Groovy XmlSlurper for HTML Parsing
Very common task: you need to parse XML. When using groovy there is groovy.util.XmlSlurper for that. We know that HTML is just a special XML – but when you have to parse from online ressources you have to assume that it’s never well-formed. So in order not to get errors while parsing and simultaneously being able to use XmlSlurper’s great node-traversing functionality – there has to be a solution to make it work…

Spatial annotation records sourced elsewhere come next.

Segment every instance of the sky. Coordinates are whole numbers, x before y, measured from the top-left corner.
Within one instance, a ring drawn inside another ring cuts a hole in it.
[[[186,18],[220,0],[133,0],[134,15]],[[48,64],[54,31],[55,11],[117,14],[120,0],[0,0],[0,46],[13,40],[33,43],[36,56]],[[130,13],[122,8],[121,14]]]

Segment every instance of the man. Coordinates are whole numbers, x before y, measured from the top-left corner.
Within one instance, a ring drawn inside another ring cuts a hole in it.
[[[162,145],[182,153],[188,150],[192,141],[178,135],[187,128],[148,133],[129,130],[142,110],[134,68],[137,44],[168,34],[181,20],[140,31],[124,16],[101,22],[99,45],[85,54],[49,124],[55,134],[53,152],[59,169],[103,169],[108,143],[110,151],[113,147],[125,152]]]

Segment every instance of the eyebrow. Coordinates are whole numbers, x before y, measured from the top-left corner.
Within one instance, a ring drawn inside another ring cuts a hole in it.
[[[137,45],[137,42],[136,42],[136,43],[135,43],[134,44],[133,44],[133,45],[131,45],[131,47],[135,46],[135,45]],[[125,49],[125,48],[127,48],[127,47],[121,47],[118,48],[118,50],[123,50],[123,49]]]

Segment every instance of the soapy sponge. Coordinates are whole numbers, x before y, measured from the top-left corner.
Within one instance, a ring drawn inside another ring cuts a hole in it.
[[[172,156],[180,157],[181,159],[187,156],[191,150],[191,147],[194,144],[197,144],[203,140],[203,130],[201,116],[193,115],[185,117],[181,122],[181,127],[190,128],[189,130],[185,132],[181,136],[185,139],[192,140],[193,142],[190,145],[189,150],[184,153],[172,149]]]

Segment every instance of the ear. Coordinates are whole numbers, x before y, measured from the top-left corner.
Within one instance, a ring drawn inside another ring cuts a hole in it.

Don’t try to build your own SAXParser respectivly SAXParserFactory with special features that doesn’t load DTDs, has a dummy entity-resolver, is not validating or ignores missing end-tags. Far too much effort – not groovy…
[groovy title="Not groovy"]
// SAXParserFactory saxParserFactory = javax.xml.parsers.SAXParserFactory.newInstance()
// saxParserFactory.validating = false
// saxParserFactory.setFeature("http://apache.org/xml/features/nonvalidating/load-external-dtd", false)
//// saxParserFactory.setFeature("http://xml.org/sax/features/validation", false)
//// saxParserFactory.setFeature("http://apache.org/xml/features/validation/schema", false)
//
// SAXParser saxParser = saxParserFactory.newSAXParser()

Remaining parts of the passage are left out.